AFAIK, SQL Anywhere can handle strings both as binary and character data and cast them accordingly. From the docs:
Sometimes it's handy to cast character data to binary in order to use binary comparison (which can also be done with other means, say collation tailoring and the like). Question: How do the builtin string functions handle binary arguments? Problem: The parameter declaration within the documentation does usually just use the word "string" and does not tell the datatype. Datatypes are only specified for return values and some functions return character and/or binary types, for example SUBSTRING:
Other functions do only return character data, such as REPLACE.
Can I assume these functions will cast them to character data (and therefore use collation semantics and the like) when the function does list its parameters as (long) varchar/(long) nvarchar and does not list them as (long) varbinary? E.g. REPLACE() seems to treat character and binary arguments identically (and follows character semantics, here in a case-insensitive manner because the database is case-insensitive):
|
First let me say that I agree that the documentation is a little light on the details of the parameters that are accepted by each function and the behaviour of each function as it relates to the types of input parameters. I have discussed this with the documentation team in the past, and I spent several days last fall generating a method to semi-automatically compiling a report of all input combinations to all of the functions and the resultant outputs (but the information about the exact translation that occurs being inputs and outputs is not generated). The issue is complex and so far we have not found a simple way to represent the necessary information in the documentation. The answer to the question "How do string functions work with binary data?" is "It depends on which function is being used". I.e. there is not a one-answer-fits-all-functions answer. There are basically two classes of functions (hence two answers) though:
When binary input is given where a char type input is expected the binary data is automatically casted to char type (using an identity mapping - i.e. no conversion in the data is performed).

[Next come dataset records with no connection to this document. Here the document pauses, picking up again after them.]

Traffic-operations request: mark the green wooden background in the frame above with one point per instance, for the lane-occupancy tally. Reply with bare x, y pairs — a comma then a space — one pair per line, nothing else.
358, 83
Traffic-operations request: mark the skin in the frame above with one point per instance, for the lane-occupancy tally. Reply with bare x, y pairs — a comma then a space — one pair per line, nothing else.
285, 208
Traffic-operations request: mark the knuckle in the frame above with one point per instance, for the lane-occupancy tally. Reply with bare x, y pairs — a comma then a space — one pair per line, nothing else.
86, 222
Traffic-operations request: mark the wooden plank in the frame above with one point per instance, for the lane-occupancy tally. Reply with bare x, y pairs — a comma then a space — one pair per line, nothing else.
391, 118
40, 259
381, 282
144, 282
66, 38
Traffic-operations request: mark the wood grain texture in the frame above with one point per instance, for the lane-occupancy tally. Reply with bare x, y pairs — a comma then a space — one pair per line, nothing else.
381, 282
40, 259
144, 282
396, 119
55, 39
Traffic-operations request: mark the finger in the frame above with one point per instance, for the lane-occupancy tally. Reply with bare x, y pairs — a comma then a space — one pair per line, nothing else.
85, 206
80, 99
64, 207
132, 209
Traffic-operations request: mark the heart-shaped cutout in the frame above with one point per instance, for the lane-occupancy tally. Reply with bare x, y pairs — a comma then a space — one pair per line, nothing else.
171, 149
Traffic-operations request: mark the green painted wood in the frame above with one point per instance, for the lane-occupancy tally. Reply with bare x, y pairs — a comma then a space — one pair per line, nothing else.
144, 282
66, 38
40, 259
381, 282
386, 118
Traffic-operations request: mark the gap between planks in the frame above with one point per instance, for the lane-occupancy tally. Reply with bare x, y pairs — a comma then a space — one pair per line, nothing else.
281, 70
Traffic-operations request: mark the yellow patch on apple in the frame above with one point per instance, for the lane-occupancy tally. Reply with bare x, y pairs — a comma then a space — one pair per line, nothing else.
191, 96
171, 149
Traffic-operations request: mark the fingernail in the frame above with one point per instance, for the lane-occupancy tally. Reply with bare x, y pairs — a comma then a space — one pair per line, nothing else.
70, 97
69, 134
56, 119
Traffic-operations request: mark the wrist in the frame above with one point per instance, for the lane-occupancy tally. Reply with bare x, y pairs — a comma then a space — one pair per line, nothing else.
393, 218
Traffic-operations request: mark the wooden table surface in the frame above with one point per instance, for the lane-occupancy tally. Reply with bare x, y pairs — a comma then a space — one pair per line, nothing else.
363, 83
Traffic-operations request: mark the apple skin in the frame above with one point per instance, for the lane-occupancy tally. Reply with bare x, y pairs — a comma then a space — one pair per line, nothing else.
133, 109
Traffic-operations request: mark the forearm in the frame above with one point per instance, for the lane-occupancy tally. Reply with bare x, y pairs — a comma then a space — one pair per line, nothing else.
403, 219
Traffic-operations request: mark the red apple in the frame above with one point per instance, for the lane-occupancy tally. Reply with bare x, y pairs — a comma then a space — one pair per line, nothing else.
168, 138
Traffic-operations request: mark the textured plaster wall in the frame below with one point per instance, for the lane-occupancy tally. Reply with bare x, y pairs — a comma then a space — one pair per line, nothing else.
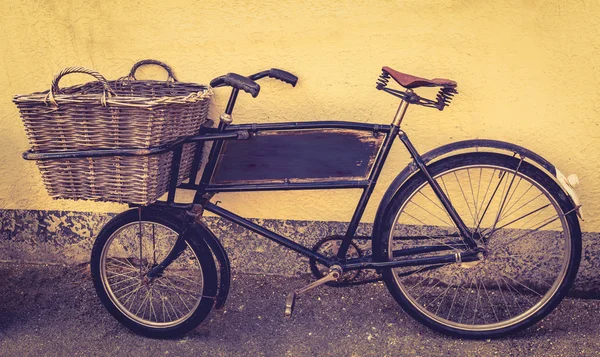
527, 73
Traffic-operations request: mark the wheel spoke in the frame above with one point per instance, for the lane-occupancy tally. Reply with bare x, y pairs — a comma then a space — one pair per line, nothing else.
522, 232
166, 301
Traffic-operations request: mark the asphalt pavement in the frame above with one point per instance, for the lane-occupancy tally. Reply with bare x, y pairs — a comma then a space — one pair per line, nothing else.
54, 311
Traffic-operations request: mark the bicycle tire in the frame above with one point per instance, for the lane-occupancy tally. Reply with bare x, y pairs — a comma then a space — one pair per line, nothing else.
185, 292
519, 262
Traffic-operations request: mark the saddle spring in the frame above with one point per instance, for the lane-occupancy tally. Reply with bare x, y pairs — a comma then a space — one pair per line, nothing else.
444, 97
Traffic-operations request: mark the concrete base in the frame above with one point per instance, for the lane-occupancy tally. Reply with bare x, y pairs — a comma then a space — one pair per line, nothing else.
67, 238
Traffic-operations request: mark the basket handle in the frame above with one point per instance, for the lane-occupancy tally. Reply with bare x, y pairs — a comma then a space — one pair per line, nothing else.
56, 89
171, 76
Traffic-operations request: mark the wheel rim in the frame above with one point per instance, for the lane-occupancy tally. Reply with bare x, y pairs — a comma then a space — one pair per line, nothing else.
523, 231
161, 302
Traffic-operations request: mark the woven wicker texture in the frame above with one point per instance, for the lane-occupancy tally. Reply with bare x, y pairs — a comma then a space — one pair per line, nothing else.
126, 113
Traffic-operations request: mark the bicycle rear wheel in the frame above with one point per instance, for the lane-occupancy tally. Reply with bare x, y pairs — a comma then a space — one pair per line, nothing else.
175, 302
520, 216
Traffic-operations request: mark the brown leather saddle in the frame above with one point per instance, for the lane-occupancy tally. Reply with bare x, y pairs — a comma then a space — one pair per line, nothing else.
408, 81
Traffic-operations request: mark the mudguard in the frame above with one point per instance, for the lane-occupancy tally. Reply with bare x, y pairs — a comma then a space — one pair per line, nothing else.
199, 230
483, 145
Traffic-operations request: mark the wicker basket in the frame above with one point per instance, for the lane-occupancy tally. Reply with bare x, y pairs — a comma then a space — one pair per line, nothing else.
126, 113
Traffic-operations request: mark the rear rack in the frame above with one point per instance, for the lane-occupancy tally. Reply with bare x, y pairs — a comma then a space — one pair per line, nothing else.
443, 98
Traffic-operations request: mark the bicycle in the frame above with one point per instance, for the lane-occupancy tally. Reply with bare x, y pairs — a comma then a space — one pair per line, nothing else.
475, 239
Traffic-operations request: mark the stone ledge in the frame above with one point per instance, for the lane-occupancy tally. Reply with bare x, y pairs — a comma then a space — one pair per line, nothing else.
67, 238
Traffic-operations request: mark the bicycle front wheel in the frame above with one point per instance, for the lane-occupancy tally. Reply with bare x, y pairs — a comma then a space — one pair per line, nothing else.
170, 304
521, 218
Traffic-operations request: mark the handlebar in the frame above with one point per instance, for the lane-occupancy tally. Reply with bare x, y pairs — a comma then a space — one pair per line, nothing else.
237, 81
248, 85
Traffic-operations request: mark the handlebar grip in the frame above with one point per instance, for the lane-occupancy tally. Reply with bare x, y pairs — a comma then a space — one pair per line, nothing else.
237, 81
284, 76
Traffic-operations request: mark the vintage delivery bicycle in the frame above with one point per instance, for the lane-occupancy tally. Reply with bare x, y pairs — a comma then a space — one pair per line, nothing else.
477, 239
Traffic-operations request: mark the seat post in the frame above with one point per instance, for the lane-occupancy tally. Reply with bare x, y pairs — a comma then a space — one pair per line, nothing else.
401, 111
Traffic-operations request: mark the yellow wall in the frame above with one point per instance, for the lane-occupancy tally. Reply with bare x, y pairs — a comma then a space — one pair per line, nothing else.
528, 72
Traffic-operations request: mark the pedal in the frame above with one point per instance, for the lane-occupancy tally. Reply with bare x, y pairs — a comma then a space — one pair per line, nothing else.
335, 272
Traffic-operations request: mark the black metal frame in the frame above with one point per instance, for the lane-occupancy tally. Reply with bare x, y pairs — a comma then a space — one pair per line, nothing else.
205, 190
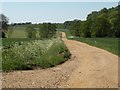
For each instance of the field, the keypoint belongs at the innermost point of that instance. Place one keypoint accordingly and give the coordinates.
(109, 44)
(17, 32)
(21, 53)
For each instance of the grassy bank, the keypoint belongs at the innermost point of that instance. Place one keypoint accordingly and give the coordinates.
(26, 54)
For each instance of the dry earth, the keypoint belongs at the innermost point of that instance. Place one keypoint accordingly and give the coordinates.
(89, 67)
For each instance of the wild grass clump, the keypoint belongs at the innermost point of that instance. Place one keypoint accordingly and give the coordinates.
(36, 53)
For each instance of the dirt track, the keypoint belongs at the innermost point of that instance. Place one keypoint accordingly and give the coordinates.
(89, 67)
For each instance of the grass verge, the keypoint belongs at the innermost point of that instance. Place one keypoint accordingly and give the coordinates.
(31, 54)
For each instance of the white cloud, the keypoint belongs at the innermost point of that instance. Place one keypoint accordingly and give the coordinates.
(60, 0)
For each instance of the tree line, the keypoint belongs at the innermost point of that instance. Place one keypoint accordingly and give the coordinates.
(103, 23)
(44, 30)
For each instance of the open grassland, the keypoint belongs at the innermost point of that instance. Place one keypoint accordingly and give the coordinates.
(24, 55)
(109, 44)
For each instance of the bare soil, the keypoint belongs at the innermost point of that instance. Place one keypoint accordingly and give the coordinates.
(89, 67)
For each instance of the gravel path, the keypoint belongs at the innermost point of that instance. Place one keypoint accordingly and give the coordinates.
(89, 67)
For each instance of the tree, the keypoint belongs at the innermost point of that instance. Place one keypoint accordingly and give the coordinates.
(74, 28)
(47, 30)
(31, 32)
(85, 29)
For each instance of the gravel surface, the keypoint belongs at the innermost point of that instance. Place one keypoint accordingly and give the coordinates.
(89, 67)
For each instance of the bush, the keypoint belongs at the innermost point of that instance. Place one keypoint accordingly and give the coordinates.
(37, 53)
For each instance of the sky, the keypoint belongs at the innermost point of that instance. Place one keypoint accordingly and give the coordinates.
(55, 12)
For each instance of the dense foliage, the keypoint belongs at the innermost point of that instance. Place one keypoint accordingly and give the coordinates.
(103, 23)
(27, 54)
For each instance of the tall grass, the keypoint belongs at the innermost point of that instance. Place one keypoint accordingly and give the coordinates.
(36, 53)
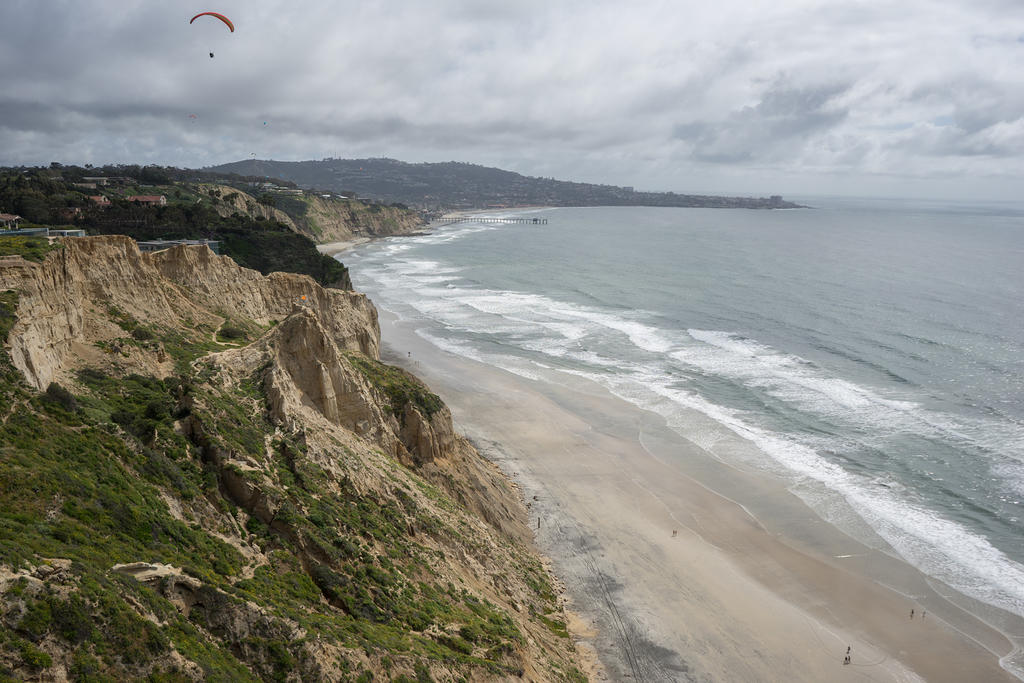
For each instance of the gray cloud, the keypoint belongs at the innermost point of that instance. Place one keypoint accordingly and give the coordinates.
(798, 96)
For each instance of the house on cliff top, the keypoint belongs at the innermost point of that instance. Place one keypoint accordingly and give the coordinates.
(148, 200)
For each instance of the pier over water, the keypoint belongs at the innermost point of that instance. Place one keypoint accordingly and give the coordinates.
(476, 219)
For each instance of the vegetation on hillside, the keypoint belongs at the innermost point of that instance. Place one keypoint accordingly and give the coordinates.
(50, 197)
(137, 468)
(28, 247)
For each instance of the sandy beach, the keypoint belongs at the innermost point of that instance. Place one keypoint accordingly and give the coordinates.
(670, 580)
(335, 248)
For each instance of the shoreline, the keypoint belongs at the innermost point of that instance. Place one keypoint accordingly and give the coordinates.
(753, 585)
(727, 597)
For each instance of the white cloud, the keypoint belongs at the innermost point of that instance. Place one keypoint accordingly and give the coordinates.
(729, 96)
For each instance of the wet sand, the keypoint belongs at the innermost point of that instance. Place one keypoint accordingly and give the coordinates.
(335, 248)
(763, 591)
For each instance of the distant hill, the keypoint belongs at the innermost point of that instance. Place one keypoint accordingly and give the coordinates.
(458, 185)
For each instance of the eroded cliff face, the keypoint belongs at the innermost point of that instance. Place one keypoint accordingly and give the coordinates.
(70, 302)
(322, 219)
(270, 504)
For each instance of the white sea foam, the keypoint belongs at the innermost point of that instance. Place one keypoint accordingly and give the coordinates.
(578, 338)
(940, 547)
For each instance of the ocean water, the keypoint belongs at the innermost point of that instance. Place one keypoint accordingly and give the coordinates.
(869, 352)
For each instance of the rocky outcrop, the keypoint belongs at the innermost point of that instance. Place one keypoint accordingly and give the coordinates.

For example, providing binary inputs to REPLACE results in the binary data being treated as character data in the database CHAR character set and characters are replaced one-by-one accordingly. As such what you get out will depend entirely on the character set being used (and of course the inputs). E.g. begin declare @bin long binary; declare @fr long binary; declare @to long binary; set @bin = hextobin( '0102030405060708090a0b0c0d0e0f' ); set @fr = hextobin( '01' ); set @to = hextobin( '40' ); select bintohex( @bin ), bintohex( replace( @bin, @fr, @to ) ) end; The output from the above is: '0102030405060708090A0B0C0D0E0F','4002030405060708090A0B0C0D0E0F'and is what I would have expected since I am using a single byte character set. I would agree that a binary replace (e.g. byte_replace()) function could be useful... although I'm sure a crafty programmer might be able to come up with a solution using the existing capabilities. This is left as an exercise for the reader! ;-) 1
Many thanks for that comprehensive answer - it is very useful. This is left as an exercise for the reader! ;-) indeed that's what we have done, but as a user-defined function it's gruesomely slow compared to the built-in equivalent. In occasional usage that's not a problem, but when you are converting millions of rows of data a lot of coffee gets drunk!
(05 Jun '14, 18:33)
Justin Willey
Replies hidden
1
Thanks for that thorough information - maybe that could be used to add a separate topic to the docs, linked to "string functions"? As a side note: So for builtin functions, SA has a concept of overloading/polymorphism whereas user-defined functions and procedures do not support that? Otherwise it would be difficult to understand how the same function (name) can handle data of different types...
(06 Jun '14, 03:43)
Volker Barth
Replies hidden
To help understand the business case, for what purpose are you doing binary data manipulation in the server and how often do you do it?
(06 Jun '14, 07:47)
Mark Culp
Regarding your side note: Correct, most builtin functions have multiple binding rules and the server runs through the list and picks the first one that fits the input types and then calls the associated routine for that rule.
(06 Jun '14, 07:52)
Mark Culp
This normally happens when we are trying to sort out data imported from other systems where there are character translation issues. eg an accented character appears as something else, or the GBP symbol has been replaced with something else. The problem with using Replace() is that in many cases the collation settings will mean that it can't be used eg (a real example): update person set notes=replace(notes,'ú','£') can't be used because every u in the field will also be changed as the collation sequence helpfully reckons that 'ú' is the same as 'u'. One can of course code a UDF to go through every string character by character - which is fine for updating a single value, but en masse it's very slow. An option on Replace() to ignore the collation would do the trick nicely.
(06 Jun '14, 08:00)
Justin Willey
1
In my case, it's usually been an (occasional) attempt to do a binary replace, i.e. when the character semantics would find undesired matches (differening in case/accents (German umlauts) and the like). That has raised the current question... Whereas it's - well, not easy but doable - to use different kinds of comparisons via collation tailoring and the like, string manipulation with different collations seems hard.
(06 Jun '14, 08:01)
Volker Barth
1
Just on the frequency question - it's not something we would expect to use as part of regular production code - it's a bit too scary for that. More something used in migrations, clean-up scripts, imports etc.
(06 Jun '14, 10:40)
Justin Willey
|
a BinaryReplace() function would be really helpful.